Recién a los 39 años, cuando tuve mi primer DNI con la dirección de la casa de mi mamá, esa de la que había salido escapada con su valijita, esa casa segura que habían saqueado cuatro veces con camiones del ejército y que heredé cuando falleció; entonces ahí pude decir “mi casa”. Ese día lloré con el documento en la mano, por todas las veces que esa nena se sintió ajena o enajenada. A veces un trámite nos puede liberar de dolores muy antiguos.
Así que en mi caso el duelo del exilio siempre estuvo entremezclado con el duelo migratorio y el duelo por desaparición de mis hermanos, y de mi primo. ¿Cuántos duelos se pueden sobrellevar a la vez?
En el caso de mis hermanos tuve que defender mi derecho al duelo. Había gente que me decía “pero si no los conociste…”
Su ausencia fue tan palpable para mí como para otros el abrazo de un ser querido. Su ausencia fue un hilo rojo de la trama de mis días, una condición permanente y determinante de todas las demás cosas. Pero no podía preguntar mucho, por respeto al dolor de los que volvieron del espanto y la muerte.
Tenía que conformarme con escuchar una y otra vez y guardar esa información en mi cabeza, como lo haría después como antropóloga.
Eso también es algo con lo que convivimos, el no preguntar, para no reabrir viejas heridas. Aún hoy cuando con motivo de conmemoraciones queremos confirmar algún dato que nuestras memorias de niños tienen desordenado o desdibujado, nos encontramos, en los que volvieron del horror con resistencias muy antiguas, muy encarnadas, muy virulentas.
También heredamos la moral heroica, la culpa por sobrevivir y por bien vivir, o por tener placeres personales. Esto hizo que en épocas de bonanza (por ejemplo, cuando trabajaba para una gran automotriz) donara, perdiera o regalara mucho del dinero que generaba porque me quemaba en las manos, ¿cómo iba yo a acumular dinero, después de tanto sufrimiento, de tanto sacrificio por el otro?

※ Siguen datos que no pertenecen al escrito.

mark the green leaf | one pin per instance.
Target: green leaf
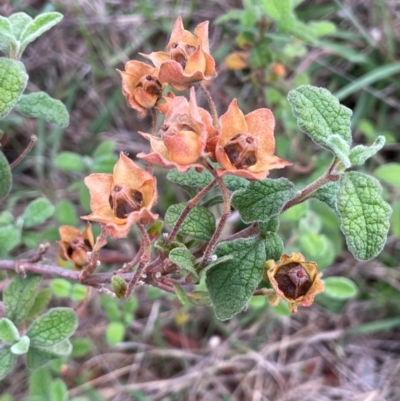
(320, 115)
(7, 361)
(184, 259)
(389, 173)
(328, 194)
(364, 215)
(53, 327)
(115, 333)
(19, 297)
(359, 154)
(273, 246)
(8, 332)
(38, 26)
(340, 148)
(10, 237)
(41, 105)
(19, 21)
(37, 212)
(13, 79)
(262, 199)
(69, 161)
(340, 288)
(199, 223)
(190, 178)
(41, 301)
(21, 347)
(231, 284)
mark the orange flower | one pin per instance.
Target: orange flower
(246, 143)
(123, 198)
(188, 59)
(75, 245)
(294, 280)
(141, 87)
(183, 135)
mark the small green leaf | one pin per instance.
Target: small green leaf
(69, 161)
(364, 215)
(19, 297)
(320, 115)
(262, 199)
(340, 148)
(19, 21)
(359, 154)
(7, 361)
(115, 333)
(53, 327)
(41, 105)
(199, 223)
(328, 194)
(231, 284)
(21, 347)
(38, 26)
(37, 212)
(389, 173)
(184, 259)
(190, 178)
(13, 79)
(340, 288)
(273, 246)
(8, 332)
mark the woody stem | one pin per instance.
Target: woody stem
(222, 220)
(190, 205)
(211, 103)
(143, 260)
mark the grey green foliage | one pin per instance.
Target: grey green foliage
(262, 199)
(199, 223)
(41, 105)
(13, 79)
(5, 176)
(364, 214)
(231, 284)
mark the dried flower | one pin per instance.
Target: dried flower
(183, 135)
(123, 198)
(75, 245)
(188, 59)
(294, 280)
(246, 143)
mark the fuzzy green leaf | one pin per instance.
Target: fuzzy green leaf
(21, 347)
(7, 361)
(41, 105)
(231, 284)
(5, 176)
(53, 327)
(364, 215)
(328, 194)
(37, 212)
(19, 297)
(19, 21)
(262, 199)
(273, 246)
(359, 154)
(320, 115)
(38, 26)
(199, 223)
(339, 288)
(184, 259)
(13, 79)
(8, 332)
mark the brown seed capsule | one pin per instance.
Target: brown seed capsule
(293, 280)
(124, 200)
(242, 151)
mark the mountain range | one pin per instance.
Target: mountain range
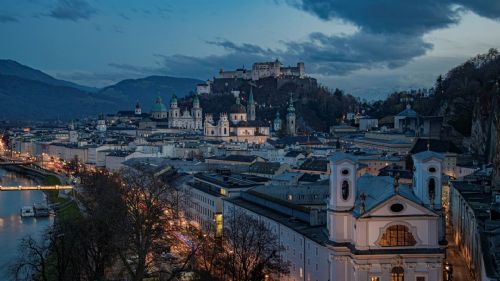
(27, 93)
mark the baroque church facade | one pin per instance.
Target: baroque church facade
(380, 230)
(239, 126)
(185, 119)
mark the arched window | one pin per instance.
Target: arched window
(397, 236)
(432, 188)
(397, 274)
(345, 190)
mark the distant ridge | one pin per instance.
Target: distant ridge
(13, 68)
(27, 93)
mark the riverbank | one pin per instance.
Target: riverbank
(12, 226)
(65, 205)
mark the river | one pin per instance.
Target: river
(12, 226)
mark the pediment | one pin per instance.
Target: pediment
(391, 207)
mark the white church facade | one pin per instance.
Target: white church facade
(240, 126)
(377, 229)
(185, 119)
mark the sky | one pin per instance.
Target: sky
(365, 47)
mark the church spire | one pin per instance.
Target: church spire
(251, 106)
(291, 108)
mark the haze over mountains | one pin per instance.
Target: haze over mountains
(27, 93)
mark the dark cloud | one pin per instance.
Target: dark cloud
(390, 34)
(73, 10)
(5, 18)
(386, 16)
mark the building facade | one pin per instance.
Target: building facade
(187, 119)
(236, 127)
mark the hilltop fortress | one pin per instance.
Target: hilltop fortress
(274, 71)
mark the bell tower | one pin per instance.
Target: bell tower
(197, 113)
(290, 117)
(343, 192)
(251, 106)
(427, 171)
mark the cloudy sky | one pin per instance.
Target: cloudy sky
(366, 47)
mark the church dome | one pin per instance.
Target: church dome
(158, 106)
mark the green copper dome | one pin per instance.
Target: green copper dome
(158, 106)
(238, 107)
(290, 109)
(173, 100)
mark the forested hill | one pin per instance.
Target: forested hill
(462, 96)
(317, 108)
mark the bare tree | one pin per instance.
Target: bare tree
(53, 257)
(103, 207)
(248, 251)
(152, 222)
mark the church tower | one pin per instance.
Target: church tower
(343, 192)
(251, 106)
(138, 110)
(223, 125)
(174, 113)
(427, 184)
(427, 169)
(197, 113)
(290, 117)
(277, 122)
(101, 124)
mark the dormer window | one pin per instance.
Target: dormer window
(397, 236)
(397, 207)
(432, 188)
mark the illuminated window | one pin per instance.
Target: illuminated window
(432, 188)
(396, 236)
(397, 274)
(345, 190)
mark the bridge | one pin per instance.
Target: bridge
(12, 163)
(35, 187)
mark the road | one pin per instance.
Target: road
(454, 257)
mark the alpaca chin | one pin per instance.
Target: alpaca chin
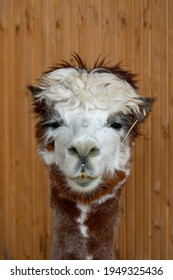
(85, 185)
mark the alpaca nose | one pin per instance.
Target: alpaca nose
(84, 149)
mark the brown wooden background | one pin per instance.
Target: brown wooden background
(36, 34)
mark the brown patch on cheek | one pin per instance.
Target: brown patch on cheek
(101, 224)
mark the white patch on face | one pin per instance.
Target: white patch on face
(104, 91)
(104, 198)
(85, 101)
(82, 218)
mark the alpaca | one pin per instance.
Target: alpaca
(87, 122)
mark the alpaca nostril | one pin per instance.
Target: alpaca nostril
(72, 150)
(94, 151)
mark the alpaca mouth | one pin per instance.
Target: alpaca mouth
(83, 180)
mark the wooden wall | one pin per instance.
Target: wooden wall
(36, 34)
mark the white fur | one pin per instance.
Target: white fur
(85, 101)
(79, 89)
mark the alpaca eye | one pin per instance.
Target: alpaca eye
(116, 125)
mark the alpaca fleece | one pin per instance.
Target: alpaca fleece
(87, 122)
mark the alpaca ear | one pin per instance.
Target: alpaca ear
(34, 90)
(145, 108)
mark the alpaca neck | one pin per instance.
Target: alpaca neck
(84, 226)
(84, 231)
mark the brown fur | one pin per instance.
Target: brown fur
(68, 241)
(61, 189)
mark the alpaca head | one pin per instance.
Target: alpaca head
(88, 120)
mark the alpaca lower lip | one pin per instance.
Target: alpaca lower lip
(83, 180)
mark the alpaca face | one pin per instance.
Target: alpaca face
(84, 119)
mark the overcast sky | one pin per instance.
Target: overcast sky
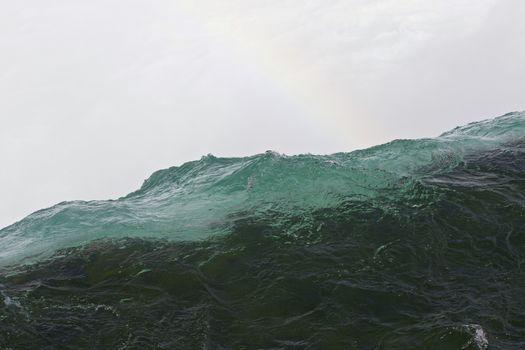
(96, 95)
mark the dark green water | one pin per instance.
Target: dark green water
(416, 244)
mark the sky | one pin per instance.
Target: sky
(96, 95)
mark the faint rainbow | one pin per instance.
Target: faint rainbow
(288, 68)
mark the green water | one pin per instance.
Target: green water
(415, 244)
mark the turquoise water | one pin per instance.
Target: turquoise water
(411, 244)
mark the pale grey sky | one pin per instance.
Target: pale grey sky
(96, 95)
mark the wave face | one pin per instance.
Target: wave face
(411, 244)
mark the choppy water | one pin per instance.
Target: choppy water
(415, 244)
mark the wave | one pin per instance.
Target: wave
(410, 244)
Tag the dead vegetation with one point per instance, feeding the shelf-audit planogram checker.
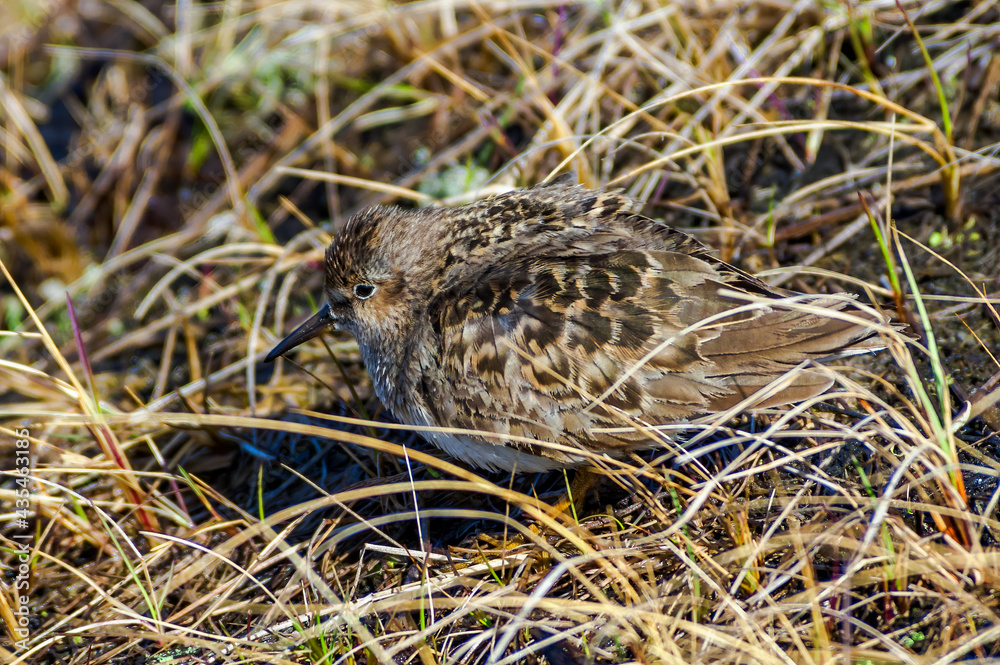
(168, 178)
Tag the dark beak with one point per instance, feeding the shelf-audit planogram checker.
(315, 326)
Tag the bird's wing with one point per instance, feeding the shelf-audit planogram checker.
(552, 348)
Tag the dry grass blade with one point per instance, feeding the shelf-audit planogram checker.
(170, 174)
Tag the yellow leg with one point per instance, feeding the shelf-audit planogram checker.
(585, 480)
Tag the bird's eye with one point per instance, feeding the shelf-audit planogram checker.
(364, 291)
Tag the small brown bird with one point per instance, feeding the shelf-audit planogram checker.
(548, 322)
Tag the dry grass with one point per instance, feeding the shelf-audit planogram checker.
(166, 175)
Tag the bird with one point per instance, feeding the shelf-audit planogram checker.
(544, 327)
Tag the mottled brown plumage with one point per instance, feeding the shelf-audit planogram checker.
(548, 314)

Es como que nunca alcanza, como si el orgullo y la alegría estuvieran prohibidos. La militancia de Derechos humanos rescató la alegría en la lucha como reivindicación en lo general, en lo cultural, pero en lo familiar y personal siempre es difícil. A veces, lo confieso, es difícil sentirse plena y segura por más regalos que la vida me da, cuesta alegrarse por los logros conseguidos.
Como aquella vez que mi pareja me mira y me dice:
-¿Qué te pasa?
-Es que estamos muy tranquilos, le digo.
-¿Y?, ¿pensás que se te viene una catástrofe?
Y si, la sensación de que uno no merece esa paz, no se la ganó, o lo que es peor, la ganó al precio de tantas ausencias.
Quienes me conocen en otros ámbitos, a veces no sospechan todo esto. Dicen que soy risueña, como lo era de bebé, y una optimista empedernida, quizás, porque decidí vivir, no solo sobrevivir, y formé familia, y busqué un trabajo, y me fue mal, y cambié de trabajo y de pareja y tengo hobbies, y me río y hago chistes con doble sentido como hacía mi abuela, y bailo como no bailaba nadie cuando yo era chica.
Hace diez años que me dedico a educación de adultos, y en cada egreso encuentro un sentido a mucho de lo que pasó. No compensa, ni podrá nunca curar viejas heridas, pero resignifica, porque en aquel tiempo no existía ni por asomo algo como secundario de adultos en barrios, entonces, es como si dijéramos en voz muy baja para sí, en esto, en esto sí que ganamos.
[1] Comité de Solidaridad con los Familiares de Desaparecidos.
me encanto leerlo, me transmitio una cantidad de emociones que no crei sentir leyendo un mismi texto. Por momentos senti una gran nostalgia como si de mi historia se trátase, me hizo llorar, senti estres o desesperacion con todas las cosas que tuvo que pasar tu mama durante el embarazo pero sobre todas las cosas esta historia me inspiro, me dio ganas de escribir, de contar mi historia como si tuviera mucho pars contar. Gracias por conpartir esta historia!
Que lindo que te dé ganas de escribir!!! Me alegro que te haya gustado, gracias por decírmelo!